Zielführend und zukunftsfähig sind BIM-Lösungen, die Standards nach OPEN BIM berücksichtigen. Breite Akzeptanz hat das in ISO 16739 international standardisierte IFC-Format. Gängige BIM-Werkzeuge unterstützen IFC-Dateien. Unnötig wird damit ein Austausch nativer Daten, proprietärer Datenformate oder die Anforderung, das alle Beteiligten mit dem gleichen BIM-Programm arbeiten müssen.
Mit IFC (Industry Foundation Classes) können Fachplaner unterschiedlicher Disziplinen Informationen stukturiert austauschen, ihre jeweiligen fachspezifischen Informationen ergänzen und mit denen der anderen Beteiligten bereits während des Designs abgleichen bzw. auf Plausibilität prüfen. Die maßgeblich von BuildingSmart vorangetriebenen IFC-Standards ermöglichen, dass Fachplaner in ihrer spezifischen Umgebung Informationen erzeugen, um sie dann aus ihrer Software über eine IFC-Schnittstelle anderen im BIM-Projekt strukturiert und aktuell zur Verfügung zu stellen.

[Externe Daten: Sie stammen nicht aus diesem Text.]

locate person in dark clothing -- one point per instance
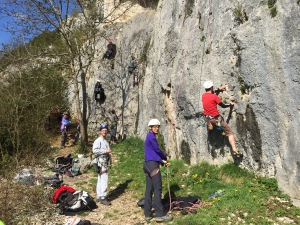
(111, 51)
(153, 159)
(210, 100)
(132, 70)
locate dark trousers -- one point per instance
(153, 185)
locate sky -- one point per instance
(4, 36)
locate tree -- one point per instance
(78, 32)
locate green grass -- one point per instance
(247, 198)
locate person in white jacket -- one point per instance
(102, 149)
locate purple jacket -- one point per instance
(64, 122)
(152, 150)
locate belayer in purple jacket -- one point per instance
(153, 158)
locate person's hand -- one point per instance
(223, 87)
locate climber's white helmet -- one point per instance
(208, 84)
(153, 122)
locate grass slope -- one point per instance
(248, 199)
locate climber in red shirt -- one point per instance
(210, 100)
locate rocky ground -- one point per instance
(124, 209)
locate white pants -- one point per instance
(102, 184)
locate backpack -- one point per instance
(63, 164)
(77, 202)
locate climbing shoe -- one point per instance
(164, 218)
(104, 201)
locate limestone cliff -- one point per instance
(182, 44)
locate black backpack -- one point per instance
(63, 164)
(75, 203)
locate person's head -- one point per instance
(66, 114)
(103, 130)
(208, 85)
(154, 125)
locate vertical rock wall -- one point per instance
(184, 43)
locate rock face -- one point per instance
(182, 44)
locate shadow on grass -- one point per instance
(119, 190)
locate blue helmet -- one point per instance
(103, 127)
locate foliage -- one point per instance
(248, 199)
(271, 3)
(26, 101)
(18, 202)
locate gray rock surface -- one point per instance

Der Nutzen geht weit über Neuplanungen hinaus
Building Information Modeling geht dabei über die Design- und Entwurfsphase eines Gebäudes hinaus. Eine BIM-Planung liefert auch die digitale Basis für die Realisierung und Abrechnung der Bauleistungen. Die BIM-Informationen erlauben in Folge dem Facility Management auf digitale Daten strukturiert zuzugreifen. Somit deckt BIM den gesamten Lebenszyklus eines Gebäudes ab.

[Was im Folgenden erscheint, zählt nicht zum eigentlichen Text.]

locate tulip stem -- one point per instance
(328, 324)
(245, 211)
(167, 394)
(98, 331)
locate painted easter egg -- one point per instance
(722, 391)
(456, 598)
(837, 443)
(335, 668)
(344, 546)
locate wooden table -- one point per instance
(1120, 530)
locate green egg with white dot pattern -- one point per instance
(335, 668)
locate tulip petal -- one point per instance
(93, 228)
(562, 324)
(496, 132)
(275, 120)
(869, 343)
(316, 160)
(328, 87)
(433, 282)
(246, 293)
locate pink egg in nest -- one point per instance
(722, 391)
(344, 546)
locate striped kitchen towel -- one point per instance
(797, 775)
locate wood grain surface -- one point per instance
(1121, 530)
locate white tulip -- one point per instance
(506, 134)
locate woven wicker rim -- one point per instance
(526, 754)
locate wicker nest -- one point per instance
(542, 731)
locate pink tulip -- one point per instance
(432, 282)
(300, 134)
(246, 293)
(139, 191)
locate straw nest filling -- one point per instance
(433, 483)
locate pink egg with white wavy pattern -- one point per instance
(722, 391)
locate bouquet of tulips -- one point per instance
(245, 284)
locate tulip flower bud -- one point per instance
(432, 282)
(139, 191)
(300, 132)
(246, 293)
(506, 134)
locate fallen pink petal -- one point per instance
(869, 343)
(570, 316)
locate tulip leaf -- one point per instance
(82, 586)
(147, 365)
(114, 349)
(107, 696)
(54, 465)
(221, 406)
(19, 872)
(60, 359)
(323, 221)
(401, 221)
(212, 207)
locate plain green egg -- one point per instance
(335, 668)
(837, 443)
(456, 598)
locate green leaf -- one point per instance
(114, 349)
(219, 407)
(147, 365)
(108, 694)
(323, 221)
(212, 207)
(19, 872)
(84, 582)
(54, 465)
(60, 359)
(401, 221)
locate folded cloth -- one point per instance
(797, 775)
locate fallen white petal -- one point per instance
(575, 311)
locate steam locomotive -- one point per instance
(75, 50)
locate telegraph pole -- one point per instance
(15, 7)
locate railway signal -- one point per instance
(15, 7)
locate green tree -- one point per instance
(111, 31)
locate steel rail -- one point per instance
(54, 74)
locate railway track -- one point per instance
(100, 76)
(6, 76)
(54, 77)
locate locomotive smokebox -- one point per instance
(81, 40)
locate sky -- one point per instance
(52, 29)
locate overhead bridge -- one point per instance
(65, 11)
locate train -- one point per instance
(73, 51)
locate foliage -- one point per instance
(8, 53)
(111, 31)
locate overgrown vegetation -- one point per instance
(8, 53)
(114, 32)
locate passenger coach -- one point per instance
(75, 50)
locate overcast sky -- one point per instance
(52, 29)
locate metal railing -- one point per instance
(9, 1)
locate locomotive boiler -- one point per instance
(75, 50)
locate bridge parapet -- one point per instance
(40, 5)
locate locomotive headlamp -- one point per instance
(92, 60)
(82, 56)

Vorteile von Building Information Modeling in einem Projekt zur Fabrikplanung
- strukturierter Workflow
- bessere Kommunikation
- optimale Zusammenarbeit auf Basis aktueller digitaler Daten
- Planer des Produktionssystems können mit Fachplanern anderer Disziplinen der AEC-Industrie kollaborieren
Beispiele im Rahmen von Fabrikplanungsprojekten
Bei der Planung des Logistiksystems können Anforderungen an die TGA hinsichtlich der Medienanschlüsse kommuniziert und dokumentiert werden. In Brownfield-Projekten kann der umgekehrte Fall vorliegen: Dann kann der Fabrik- oder Layoutplaner strukturiert auf den Teil eines BIM Modells zugreifen, der ihm Informationen zu Abluft, Druckluft oder Rohrleitungen und Schächten liefert, die er bei der Restrukturierung seines Systems berücksichtigen muss.

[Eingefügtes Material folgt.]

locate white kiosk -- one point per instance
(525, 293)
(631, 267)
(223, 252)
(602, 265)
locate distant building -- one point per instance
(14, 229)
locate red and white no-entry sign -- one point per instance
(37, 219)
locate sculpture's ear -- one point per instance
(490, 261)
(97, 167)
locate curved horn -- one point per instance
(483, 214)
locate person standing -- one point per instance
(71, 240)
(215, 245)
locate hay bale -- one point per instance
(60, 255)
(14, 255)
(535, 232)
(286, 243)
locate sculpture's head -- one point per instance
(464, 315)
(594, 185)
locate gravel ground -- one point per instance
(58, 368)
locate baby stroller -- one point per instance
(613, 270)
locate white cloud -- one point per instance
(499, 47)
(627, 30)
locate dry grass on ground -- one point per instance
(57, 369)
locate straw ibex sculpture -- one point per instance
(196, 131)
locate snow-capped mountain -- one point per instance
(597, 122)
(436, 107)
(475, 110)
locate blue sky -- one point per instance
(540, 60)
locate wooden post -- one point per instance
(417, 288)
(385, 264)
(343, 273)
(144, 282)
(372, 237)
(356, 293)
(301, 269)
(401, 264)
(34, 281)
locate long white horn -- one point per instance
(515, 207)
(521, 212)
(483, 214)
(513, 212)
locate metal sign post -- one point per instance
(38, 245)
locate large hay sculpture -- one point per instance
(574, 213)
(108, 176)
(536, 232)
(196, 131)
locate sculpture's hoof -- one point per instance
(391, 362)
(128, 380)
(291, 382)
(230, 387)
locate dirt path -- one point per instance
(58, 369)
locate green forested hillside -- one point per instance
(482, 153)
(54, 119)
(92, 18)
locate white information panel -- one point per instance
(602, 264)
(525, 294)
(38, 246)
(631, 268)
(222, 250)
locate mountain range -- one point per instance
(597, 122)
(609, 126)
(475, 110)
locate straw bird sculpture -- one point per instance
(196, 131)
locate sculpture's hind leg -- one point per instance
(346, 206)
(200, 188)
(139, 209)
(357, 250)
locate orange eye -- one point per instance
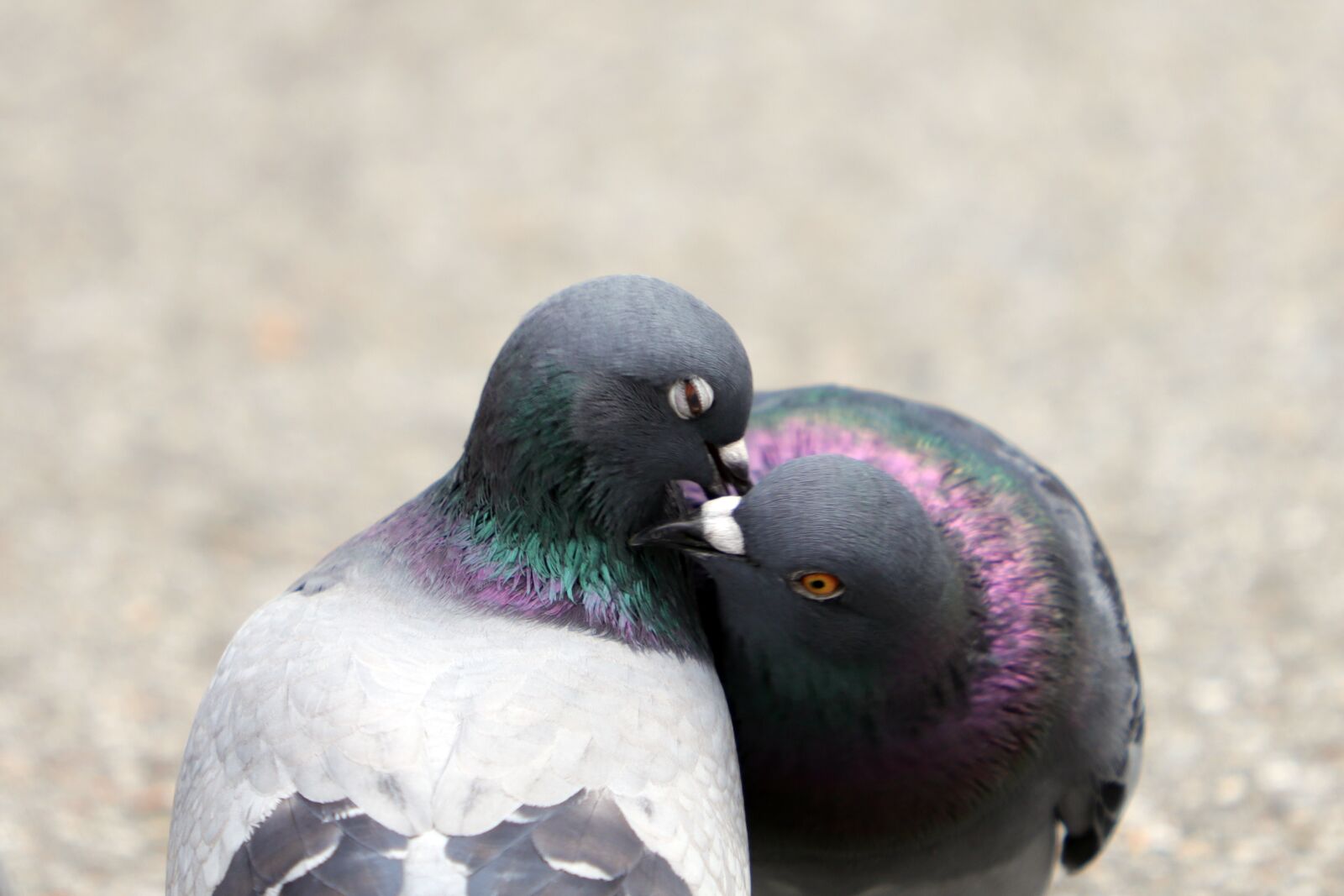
(819, 586)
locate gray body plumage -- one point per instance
(487, 694)
(440, 723)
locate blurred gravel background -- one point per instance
(255, 259)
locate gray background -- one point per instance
(255, 264)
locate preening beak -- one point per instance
(730, 468)
(685, 535)
(710, 532)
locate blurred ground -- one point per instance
(255, 264)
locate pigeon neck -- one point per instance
(537, 532)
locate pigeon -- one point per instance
(488, 692)
(924, 649)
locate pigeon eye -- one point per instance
(691, 396)
(817, 586)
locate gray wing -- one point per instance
(1115, 714)
(355, 741)
(582, 846)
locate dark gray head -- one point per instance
(606, 392)
(830, 557)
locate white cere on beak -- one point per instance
(719, 528)
(734, 453)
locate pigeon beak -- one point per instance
(710, 532)
(683, 535)
(730, 468)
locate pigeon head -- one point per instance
(604, 396)
(827, 559)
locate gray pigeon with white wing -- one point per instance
(488, 692)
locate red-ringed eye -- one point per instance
(690, 398)
(817, 586)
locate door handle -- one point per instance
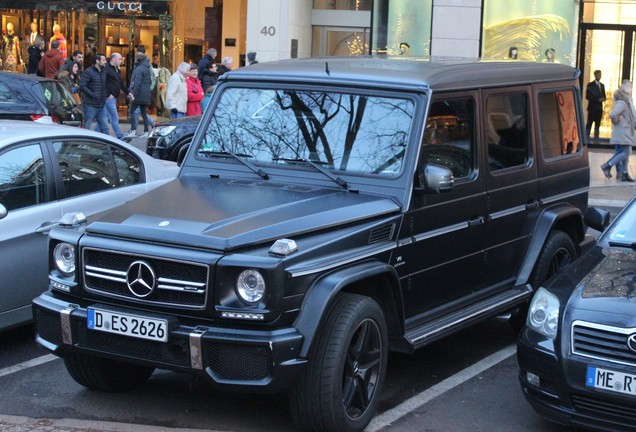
(46, 227)
(476, 222)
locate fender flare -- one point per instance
(547, 220)
(321, 294)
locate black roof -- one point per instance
(400, 72)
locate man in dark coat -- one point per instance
(94, 93)
(595, 95)
(207, 58)
(116, 85)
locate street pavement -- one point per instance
(608, 194)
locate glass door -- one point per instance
(610, 49)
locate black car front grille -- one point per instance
(239, 362)
(602, 342)
(607, 410)
(179, 284)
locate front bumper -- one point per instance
(558, 400)
(239, 359)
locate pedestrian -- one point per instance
(115, 84)
(251, 58)
(140, 89)
(76, 58)
(209, 76)
(177, 92)
(36, 51)
(52, 61)
(595, 95)
(195, 92)
(225, 66)
(94, 94)
(210, 56)
(623, 117)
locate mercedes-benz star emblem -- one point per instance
(631, 342)
(140, 279)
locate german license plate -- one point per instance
(128, 324)
(609, 380)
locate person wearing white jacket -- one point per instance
(177, 92)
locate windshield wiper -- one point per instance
(631, 245)
(239, 157)
(316, 165)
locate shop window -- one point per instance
(558, 124)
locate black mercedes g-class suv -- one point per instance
(327, 212)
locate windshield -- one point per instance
(354, 133)
(624, 229)
(56, 94)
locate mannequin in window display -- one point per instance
(11, 51)
(57, 35)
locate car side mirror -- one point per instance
(436, 178)
(596, 218)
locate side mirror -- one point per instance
(596, 218)
(437, 178)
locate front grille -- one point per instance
(239, 362)
(177, 283)
(175, 352)
(602, 342)
(607, 410)
(48, 326)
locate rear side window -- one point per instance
(560, 135)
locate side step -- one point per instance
(462, 318)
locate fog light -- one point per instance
(533, 379)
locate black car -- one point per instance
(325, 214)
(577, 353)
(170, 140)
(30, 97)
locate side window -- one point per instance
(449, 139)
(86, 166)
(128, 167)
(22, 177)
(507, 130)
(558, 124)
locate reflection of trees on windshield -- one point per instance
(355, 133)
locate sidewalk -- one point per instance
(609, 194)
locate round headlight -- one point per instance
(250, 286)
(64, 258)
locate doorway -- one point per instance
(610, 49)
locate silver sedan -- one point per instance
(45, 172)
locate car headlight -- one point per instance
(543, 314)
(250, 286)
(64, 258)
(163, 130)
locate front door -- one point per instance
(609, 48)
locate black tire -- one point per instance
(346, 369)
(557, 253)
(104, 374)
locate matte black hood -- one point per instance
(229, 214)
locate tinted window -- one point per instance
(348, 132)
(507, 130)
(86, 166)
(449, 139)
(558, 124)
(22, 177)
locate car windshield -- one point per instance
(56, 94)
(355, 133)
(624, 229)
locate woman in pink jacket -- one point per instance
(195, 92)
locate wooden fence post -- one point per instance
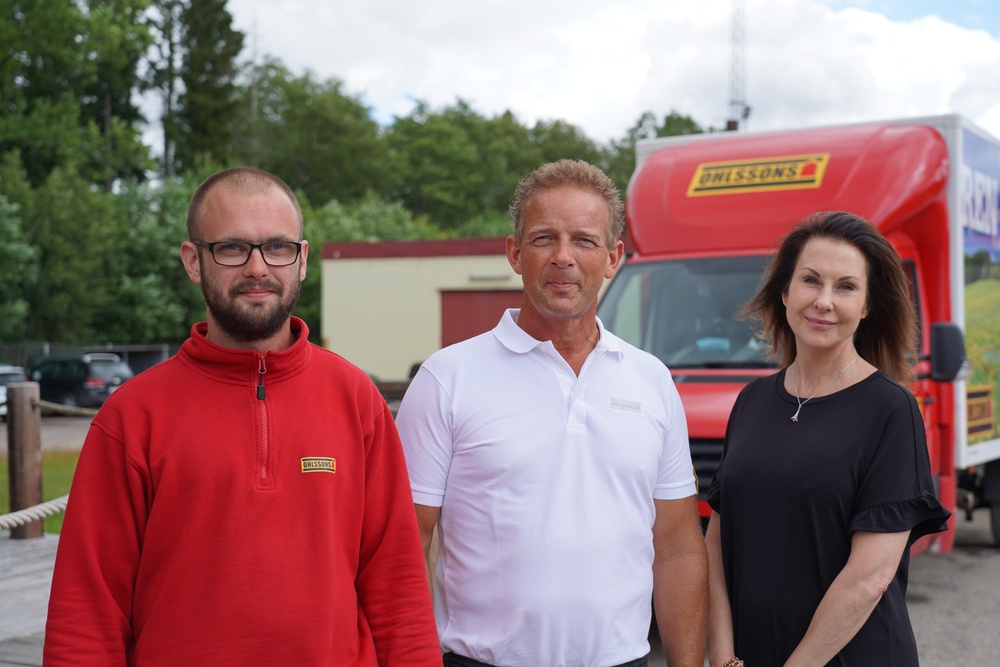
(24, 454)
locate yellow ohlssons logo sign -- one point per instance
(319, 464)
(786, 172)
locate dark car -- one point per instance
(80, 379)
(8, 374)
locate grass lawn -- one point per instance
(57, 473)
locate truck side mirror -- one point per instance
(948, 361)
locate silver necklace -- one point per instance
(795, 385)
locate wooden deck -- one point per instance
(25, 578)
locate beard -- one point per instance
(256, 322)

Um schwere Anlagen im Layout einplanen zu können, sind Informationen zur Statik eines Gebäudes unabdingbar. So können Deckenlasten, Auswirkungen auf Schwingungen, oder Restriktionen bezüglich Vibration- und Lärmabsorption bereits in frühen Phasen des Projekts berücksichtigt werden. Hierzu benötigen die Verantwortlichen keine spezfische CAD Software der Fachdisziplin eines Statikers – die Daten jedoch schon.
Daten die mittels des Building Information Modeling erhoben wurden, können auch durch andere Fachdisziplinen in anderen Phasen des Lebenszyklus eines Gebäudes wiederverwendet werden. So muss beispielsweise der Logistikplaner nicht zwangläufig Revit oder Allplan verwenden, sondern kann sich auf die Aufgaben zur Planung und Gestaltung des Logistischen Leistungsprogramms und dessen optimale Umsetzung konzentrieren. Dies vorrangig mit den Tools und Methoden, die für diesen Aufgabenkomplex geeignet sind.
Grenzen von BIM im Kontext der Fabrikplanung
BIM-Software (z. B. Revit von Autodesk) hat den Fokus auf dem Gebäude. Eine Fabrik besteht aber nicht allein aus Gebäuden. Vielmehr dienen diese als Mittel zum Zweck: Der Industriebau liefert die Hülle für das Produktionssystem, oder setzt Restriktionen, die es bei der Planung des Produktionssystems zu berücksichtigen gilt. Auch in diesem Bereich gibt es diverse Teilaufgaben und Fachdisziplinen, beispielsweise Fertigungs– und Montageplanung, Intralogistikplanung, Planung und Betrieb der Automatisierungs-, Förder- oder Lagertechnik. Für diese finden sich aber keine Entsprechungen in BIM-Software. Zudem macht der Einsatz von CAD für bestimmte Teilaufgaben schlichtweg wenig Sinn.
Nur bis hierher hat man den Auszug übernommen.